L’espoir d’un « petit progrès »

Fort de ces constats, l’ODSE avait interpellé le ministère de la Santé et la Caisse nationale d’assurance maladie (Cnam) de ces dénis de droit, en demandant qu’ils cessent. « Aucune réponse, malgré de nombreuses relances, n’y a été apportée », rappelle le Gisti.

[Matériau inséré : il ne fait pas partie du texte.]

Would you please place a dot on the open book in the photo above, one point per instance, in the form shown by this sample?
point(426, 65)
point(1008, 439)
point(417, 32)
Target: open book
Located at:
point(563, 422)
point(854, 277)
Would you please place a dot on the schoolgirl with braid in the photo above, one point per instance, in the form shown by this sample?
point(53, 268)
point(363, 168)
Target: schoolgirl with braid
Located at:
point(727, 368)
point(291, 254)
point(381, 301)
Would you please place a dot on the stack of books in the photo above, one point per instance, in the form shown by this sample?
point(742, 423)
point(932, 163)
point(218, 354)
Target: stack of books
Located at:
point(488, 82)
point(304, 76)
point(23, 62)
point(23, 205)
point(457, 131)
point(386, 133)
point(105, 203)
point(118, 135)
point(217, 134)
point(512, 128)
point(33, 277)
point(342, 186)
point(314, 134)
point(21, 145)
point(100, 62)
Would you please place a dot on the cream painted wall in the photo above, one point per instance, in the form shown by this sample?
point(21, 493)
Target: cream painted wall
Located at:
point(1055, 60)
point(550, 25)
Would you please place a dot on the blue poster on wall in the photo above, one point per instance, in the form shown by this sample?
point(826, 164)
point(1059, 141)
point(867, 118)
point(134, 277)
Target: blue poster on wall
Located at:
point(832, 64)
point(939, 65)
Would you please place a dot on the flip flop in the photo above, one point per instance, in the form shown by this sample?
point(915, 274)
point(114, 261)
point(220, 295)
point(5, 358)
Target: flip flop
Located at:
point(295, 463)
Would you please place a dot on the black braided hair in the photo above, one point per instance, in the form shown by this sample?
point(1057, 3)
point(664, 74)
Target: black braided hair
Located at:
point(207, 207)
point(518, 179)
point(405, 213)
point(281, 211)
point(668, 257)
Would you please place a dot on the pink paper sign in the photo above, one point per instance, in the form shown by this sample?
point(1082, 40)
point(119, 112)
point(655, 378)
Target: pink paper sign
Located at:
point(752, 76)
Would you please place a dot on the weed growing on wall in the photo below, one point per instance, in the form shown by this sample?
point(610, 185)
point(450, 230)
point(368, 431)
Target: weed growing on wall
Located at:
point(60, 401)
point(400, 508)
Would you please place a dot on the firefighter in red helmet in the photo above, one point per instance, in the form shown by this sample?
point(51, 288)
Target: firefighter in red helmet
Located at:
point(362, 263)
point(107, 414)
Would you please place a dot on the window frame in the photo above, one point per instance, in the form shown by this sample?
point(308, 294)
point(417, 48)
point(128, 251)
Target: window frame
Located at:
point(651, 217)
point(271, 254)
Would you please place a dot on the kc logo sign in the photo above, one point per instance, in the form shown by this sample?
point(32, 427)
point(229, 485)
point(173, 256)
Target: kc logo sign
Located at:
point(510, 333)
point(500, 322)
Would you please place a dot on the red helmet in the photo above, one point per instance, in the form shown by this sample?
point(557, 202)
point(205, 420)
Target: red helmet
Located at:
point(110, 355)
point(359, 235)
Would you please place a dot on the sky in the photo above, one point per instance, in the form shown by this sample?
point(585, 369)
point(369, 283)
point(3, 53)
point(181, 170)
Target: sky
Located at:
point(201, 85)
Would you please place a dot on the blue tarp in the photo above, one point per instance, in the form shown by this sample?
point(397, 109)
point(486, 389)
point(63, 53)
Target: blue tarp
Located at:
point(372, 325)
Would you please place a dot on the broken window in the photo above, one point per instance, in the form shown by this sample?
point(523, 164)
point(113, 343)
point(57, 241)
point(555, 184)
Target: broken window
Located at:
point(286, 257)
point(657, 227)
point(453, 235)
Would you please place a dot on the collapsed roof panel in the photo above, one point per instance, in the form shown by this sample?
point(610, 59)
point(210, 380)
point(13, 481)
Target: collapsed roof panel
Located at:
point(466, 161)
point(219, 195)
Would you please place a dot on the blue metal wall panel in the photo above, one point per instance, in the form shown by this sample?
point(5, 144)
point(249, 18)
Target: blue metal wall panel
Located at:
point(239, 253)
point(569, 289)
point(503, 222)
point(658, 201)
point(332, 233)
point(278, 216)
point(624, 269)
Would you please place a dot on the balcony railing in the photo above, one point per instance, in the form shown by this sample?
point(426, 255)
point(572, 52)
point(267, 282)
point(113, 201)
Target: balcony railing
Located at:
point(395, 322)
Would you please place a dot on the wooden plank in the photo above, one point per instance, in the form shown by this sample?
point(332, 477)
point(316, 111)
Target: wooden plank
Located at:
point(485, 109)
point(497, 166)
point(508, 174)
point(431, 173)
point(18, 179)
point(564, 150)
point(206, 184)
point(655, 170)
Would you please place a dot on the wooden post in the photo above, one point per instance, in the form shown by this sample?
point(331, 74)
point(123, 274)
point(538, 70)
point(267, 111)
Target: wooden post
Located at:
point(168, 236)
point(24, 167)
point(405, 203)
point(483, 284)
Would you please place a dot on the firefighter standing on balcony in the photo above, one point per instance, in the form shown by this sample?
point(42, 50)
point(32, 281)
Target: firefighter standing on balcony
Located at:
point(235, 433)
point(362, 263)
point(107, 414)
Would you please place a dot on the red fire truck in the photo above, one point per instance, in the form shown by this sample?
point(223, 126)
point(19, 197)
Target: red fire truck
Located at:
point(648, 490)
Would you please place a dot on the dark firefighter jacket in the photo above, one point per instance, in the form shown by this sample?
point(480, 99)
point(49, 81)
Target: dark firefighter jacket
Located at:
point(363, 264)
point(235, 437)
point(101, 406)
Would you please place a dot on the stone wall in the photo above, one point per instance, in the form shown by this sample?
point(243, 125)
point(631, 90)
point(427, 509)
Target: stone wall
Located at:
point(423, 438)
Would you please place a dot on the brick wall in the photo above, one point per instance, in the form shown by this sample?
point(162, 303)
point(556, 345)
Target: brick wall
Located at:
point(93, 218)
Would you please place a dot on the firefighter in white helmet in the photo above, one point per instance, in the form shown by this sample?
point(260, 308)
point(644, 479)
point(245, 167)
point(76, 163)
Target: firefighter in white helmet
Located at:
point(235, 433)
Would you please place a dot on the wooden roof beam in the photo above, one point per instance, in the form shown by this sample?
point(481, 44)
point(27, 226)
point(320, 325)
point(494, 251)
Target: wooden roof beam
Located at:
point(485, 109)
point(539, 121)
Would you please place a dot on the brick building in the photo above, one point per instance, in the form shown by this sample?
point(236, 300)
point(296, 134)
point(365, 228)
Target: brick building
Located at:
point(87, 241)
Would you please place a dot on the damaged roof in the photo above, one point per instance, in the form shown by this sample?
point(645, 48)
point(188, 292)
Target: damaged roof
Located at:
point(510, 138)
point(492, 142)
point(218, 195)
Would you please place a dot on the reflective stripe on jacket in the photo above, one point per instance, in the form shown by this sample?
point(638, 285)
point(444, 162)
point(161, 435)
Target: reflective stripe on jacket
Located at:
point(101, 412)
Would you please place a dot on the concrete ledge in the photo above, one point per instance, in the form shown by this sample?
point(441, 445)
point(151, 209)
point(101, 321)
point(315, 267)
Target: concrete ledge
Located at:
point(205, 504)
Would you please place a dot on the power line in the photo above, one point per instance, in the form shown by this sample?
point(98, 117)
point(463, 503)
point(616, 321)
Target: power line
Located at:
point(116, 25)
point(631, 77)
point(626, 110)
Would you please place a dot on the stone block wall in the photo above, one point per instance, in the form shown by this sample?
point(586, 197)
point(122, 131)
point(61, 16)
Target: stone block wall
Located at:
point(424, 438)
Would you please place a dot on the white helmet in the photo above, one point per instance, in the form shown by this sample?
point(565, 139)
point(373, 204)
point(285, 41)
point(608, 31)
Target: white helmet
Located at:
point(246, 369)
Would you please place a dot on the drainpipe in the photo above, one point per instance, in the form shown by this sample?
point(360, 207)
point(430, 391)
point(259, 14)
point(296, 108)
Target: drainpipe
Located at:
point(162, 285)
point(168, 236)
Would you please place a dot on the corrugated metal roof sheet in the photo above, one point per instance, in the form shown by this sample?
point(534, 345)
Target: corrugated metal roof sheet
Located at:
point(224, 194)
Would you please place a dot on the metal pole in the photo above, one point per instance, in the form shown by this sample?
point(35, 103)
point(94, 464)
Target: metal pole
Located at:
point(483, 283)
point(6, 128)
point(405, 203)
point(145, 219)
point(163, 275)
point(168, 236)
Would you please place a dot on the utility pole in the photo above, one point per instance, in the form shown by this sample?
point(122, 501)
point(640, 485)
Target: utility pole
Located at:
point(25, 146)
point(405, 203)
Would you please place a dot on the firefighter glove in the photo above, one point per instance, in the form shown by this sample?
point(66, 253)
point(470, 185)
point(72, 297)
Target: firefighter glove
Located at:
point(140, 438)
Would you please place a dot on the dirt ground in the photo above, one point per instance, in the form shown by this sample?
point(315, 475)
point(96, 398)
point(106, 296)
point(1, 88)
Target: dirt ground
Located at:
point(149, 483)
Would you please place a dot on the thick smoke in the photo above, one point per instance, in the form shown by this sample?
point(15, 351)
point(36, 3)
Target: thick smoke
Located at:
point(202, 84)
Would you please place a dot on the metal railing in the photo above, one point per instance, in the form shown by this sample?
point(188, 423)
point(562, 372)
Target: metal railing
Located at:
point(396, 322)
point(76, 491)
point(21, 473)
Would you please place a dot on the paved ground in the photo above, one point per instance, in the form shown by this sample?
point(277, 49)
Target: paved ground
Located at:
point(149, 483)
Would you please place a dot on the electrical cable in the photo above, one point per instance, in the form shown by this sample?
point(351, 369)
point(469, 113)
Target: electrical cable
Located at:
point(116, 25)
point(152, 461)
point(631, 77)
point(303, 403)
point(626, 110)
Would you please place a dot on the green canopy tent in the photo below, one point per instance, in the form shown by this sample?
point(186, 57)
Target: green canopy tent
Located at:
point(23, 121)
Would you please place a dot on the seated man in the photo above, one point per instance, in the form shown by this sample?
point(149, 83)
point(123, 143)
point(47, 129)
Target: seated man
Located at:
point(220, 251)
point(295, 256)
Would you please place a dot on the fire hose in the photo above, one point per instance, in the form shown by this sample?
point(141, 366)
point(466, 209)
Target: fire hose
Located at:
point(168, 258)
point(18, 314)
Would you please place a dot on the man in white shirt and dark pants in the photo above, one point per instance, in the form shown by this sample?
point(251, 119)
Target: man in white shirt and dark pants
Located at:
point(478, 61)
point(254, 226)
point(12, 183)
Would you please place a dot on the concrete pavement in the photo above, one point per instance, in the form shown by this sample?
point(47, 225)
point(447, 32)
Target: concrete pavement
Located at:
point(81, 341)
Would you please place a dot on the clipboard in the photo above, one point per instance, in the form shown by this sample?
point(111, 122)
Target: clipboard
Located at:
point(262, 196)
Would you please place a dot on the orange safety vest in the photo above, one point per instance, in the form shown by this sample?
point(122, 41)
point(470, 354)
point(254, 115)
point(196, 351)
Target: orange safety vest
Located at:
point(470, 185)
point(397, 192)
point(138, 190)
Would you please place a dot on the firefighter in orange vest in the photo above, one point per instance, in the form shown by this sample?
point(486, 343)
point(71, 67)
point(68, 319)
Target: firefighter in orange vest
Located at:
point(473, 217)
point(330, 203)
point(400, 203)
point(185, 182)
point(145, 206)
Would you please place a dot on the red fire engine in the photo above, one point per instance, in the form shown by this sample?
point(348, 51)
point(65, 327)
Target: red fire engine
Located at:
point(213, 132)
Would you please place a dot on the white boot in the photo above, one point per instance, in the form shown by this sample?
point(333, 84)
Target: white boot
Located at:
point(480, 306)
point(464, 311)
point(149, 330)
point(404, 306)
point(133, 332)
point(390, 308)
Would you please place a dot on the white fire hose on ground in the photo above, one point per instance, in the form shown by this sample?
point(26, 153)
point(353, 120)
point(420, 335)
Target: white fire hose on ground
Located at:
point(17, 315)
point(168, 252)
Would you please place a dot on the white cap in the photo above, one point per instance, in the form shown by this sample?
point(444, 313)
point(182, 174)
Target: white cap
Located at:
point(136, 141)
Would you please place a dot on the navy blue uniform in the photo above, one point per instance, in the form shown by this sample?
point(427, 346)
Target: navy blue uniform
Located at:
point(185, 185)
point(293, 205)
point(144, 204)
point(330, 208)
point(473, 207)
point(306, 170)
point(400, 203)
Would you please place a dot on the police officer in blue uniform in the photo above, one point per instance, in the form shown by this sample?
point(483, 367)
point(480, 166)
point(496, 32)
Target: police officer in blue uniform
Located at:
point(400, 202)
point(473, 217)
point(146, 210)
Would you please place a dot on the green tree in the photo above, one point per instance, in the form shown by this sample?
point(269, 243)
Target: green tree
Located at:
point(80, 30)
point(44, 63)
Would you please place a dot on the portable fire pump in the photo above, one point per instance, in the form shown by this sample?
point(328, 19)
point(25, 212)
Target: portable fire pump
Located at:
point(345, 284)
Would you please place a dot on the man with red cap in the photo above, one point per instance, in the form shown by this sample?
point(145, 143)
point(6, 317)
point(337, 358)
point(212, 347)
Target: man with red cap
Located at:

En novembre 2018, la députée (LREM) du Val-d’Oise Fiona Lazaar, qui avait porté le sujet, écrivait sur son site Internet que le gouvernement s’était « engagé à faire en sorte que les frais de santé des chibanis et retraités étrangers du régime français installés à l’étranger soient pris en charge en France, quel que soit leur titre de séjour et sans condition de durée de résidence ». A la suite d’un courrier envoyé par Agnès Buzyn, ministre des Solidarités et de la Santé, à cette même députée, en juin dernier, le Gisti espère « un petit progrès » dans ce dossier grâce à l’acceptation des visas Schengen, « refusés depuis 2016 » comme justificatif pour les étrangers hors UE lors de leur séjour temporaire en France. « Mais, à ce jour, l’administration concernée n’a toujours pas modifié ses exigences sur ce point », conclut l’association.

Notes

(1) Article 59 de la LFSS n° 2015-1702 du 21 décembre 2015.